Location: REMOTE / New York, New York
This job allows you to work remotely.
Our client is looking for a Site Reliability Engineer (SRE) to join their team and support the reliability, security, and scalability of their infrastructure. The ideal candidate will be responsible for managing user access, service accounts, and permissions across various platforms while leveraging Terraform and Terragrunt for infrastructure management. You will also help maintain and deploy services across Kubernetes, Docker, AWS ECS, and LXC.
Key Responsibilities
-Manage and configure infrastructure using Terraform and Terragrunt when appropriate.
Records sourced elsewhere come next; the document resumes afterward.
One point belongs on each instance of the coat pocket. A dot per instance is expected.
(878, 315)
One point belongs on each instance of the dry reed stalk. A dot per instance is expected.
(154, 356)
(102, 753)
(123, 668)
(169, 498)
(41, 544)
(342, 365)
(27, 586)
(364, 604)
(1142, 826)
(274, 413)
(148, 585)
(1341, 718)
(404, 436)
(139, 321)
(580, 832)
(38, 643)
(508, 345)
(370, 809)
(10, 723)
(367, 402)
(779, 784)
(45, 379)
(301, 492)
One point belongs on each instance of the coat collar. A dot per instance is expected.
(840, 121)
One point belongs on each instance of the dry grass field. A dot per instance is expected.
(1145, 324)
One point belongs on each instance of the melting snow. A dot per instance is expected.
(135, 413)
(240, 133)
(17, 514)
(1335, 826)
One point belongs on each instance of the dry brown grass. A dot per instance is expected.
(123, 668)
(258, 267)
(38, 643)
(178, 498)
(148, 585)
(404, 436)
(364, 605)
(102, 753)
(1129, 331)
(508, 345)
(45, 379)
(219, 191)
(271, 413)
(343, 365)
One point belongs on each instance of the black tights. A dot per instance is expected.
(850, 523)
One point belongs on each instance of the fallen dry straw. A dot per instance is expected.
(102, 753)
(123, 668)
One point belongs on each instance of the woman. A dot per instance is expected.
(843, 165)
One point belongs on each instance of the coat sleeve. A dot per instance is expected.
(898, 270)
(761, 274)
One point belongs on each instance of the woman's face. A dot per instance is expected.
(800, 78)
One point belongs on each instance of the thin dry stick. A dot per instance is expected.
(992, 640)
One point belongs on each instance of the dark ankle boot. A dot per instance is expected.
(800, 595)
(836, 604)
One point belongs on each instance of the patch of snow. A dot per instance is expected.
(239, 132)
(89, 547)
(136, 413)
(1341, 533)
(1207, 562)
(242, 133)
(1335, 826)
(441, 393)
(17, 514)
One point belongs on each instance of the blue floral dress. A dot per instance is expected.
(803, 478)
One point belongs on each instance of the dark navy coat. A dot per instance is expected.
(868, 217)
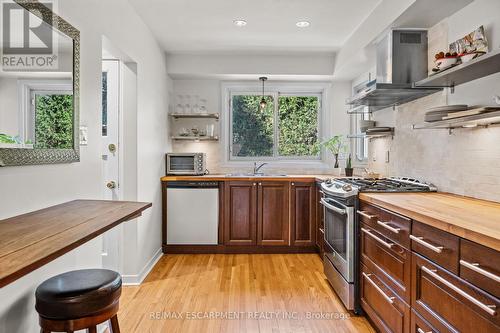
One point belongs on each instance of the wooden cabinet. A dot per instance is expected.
(389, 260)
(303, 214)
(393, 226)
(419, 325)
(256, 213)
(450, 283)
(480, 266)
(273, 213)
(436, 245)
(449, 303)
(240, 213)
(386, 310)
(320, 222)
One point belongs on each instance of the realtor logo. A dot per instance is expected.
(27, 40)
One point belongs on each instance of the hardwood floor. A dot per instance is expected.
(269, 292)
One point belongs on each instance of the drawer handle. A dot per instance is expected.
(419, 330)
(367, 277)
(388, 227)
(420, 240)
(378, 239)
(368, 216)
(476, 268)
(490, 309)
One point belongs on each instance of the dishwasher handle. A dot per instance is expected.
(193, 184)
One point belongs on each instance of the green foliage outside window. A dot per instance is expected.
(53, 121)
(253, 129)
(298, 126)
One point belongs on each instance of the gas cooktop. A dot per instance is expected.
(345, 187)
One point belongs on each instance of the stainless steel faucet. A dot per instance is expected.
(257, 168)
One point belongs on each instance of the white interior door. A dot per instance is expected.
(110, 157)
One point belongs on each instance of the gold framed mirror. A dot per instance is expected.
(39, 86)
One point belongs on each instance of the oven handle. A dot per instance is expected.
(335, 209)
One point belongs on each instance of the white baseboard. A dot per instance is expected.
(134, 280)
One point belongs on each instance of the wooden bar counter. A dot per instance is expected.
(31, 240)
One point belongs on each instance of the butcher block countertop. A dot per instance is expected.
(472, 219)
(221, 178)
(31, 240)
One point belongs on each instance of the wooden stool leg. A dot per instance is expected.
(115, 327)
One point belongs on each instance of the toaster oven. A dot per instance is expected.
(186, 164)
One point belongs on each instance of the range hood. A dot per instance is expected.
(401, 61)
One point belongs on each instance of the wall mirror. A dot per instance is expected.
(39, 85)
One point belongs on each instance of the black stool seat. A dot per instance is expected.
(77, 294)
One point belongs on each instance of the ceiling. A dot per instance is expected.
(203, 27)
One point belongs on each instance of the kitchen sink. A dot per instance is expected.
(263, 175)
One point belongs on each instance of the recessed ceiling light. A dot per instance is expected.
(303, 24)
(240, 23)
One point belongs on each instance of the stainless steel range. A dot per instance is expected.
(340, 204)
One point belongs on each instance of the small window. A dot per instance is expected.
(287, 128)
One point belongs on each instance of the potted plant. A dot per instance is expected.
(348, 167)
(336, 145)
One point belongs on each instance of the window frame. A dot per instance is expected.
(276, 90)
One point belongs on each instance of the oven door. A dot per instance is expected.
(339, 236)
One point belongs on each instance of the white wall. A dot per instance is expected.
(468, 161)
(9, 111)
(29, 188)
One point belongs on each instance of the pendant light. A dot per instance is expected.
(263, 102)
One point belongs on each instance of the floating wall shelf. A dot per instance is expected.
(195, 115)
(478, 120)
(370, 136)
(195, 138)
(482, 66)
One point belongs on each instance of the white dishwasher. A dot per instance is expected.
(192, 213)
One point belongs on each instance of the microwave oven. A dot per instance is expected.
(186, 163)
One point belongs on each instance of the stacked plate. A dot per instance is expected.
(378, 131)
(438, 113)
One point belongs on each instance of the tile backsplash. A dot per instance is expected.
(465, 162)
-Support and maintain deployment of services on Kubernetes, Docker, AWS ECS, and LXC.
-Configure user accounts and permissions across the organization using Okta, Keycloak, AWS and other apps as required
-Ensure the reliability, scalability, and security of infrastructure and services.
-Work collaboratively with the Site Reliability Team to optimize system performance.
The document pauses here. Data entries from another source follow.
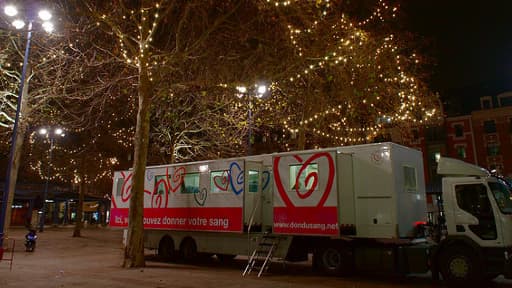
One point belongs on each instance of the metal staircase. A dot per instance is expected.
(261, 257)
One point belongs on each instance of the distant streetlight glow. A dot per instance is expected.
(45, 15)
(10, 188)
(48, 27)
(49, 133)
(18, 24)
(262, 89)
(258, 91)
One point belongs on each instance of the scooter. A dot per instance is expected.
(30, 240)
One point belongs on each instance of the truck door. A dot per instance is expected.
(474, 199)
(252, 195)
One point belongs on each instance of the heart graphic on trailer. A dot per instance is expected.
(311, 178)
(177, 179)
(221, 182)
(236, 178)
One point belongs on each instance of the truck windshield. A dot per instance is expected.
(502, 193)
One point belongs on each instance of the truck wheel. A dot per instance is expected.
(188, 250)
(459, 265)
(166, 248)
(334, 261)
(225, 257)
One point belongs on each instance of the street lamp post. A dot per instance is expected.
(50, 134)
(44, 15)
(258, 92)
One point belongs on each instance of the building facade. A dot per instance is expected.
(483, 137)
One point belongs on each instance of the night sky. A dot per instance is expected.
(471, 44)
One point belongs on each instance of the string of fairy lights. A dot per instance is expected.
(351, 37)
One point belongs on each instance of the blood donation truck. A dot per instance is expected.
(359, 208)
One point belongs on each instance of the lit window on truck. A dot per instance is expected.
(219, 181)
(503, 196)
(160, 182)
(410, 184)
(254, 176)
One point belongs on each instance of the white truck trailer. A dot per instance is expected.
(354, 208)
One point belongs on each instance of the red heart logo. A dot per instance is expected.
(313, 176)
(222, 181)
(177, 179)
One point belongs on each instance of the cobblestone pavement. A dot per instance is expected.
(94, 261)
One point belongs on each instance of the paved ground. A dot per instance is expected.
(94, 261)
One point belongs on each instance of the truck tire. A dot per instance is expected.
(459, 265)
(188, 249)
(166, 248)
(334, 261)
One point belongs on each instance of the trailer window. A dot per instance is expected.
(502, 194)
(410, 184)
(190, 183)
(219, 181)
(119, 186)
(254, 176)
(473, 199)
(305, 180)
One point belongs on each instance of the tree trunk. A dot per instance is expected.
(79, 209)
(134, 250)
(18, 147)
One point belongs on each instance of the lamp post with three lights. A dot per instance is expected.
(29, 16)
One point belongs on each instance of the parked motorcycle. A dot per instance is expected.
(30, 240)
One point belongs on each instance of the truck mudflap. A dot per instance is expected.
(507, 270)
-Automate and streamline operational processes through scripting and infrastructure as code (IaC).
Special Perks:
-100% Remote - and always will be.
-Flexibility with how you work, and plan your day
-Competitive compensation and benefits package.
Please note - this is a full-time position, but given they do not have an EOR in Canada, they are bringing people on as contractors. You will be paid like an employee (salaried, not hourly) but until an EOR is established in CAN this is how they have to hire here. Most of their team has been with them for 5+ years as contractors.
Must Have Skills:
Qualifications
-2+ years of hands-on experience with Python.
-Strong familiarity with Linux operating systems.
-Good general knowledge of AWS with at least 2 years of experience.
-Experience with Terraform and Terragrunt for infrastructure as code.
-Understanding of Kubernetes, Docker, AWS ECS, and LXC for service deployment and management.
-Experience configuring identity and access management using Okta and Keycloak.
Nice to Have Skills:
Experience with Node.js and C++.
Familiarity with modern CI/CD pipelines and DevOps best practices.
Experience with monitoring and logging tools (e.g., Prometheus, Grafana, ELK stack).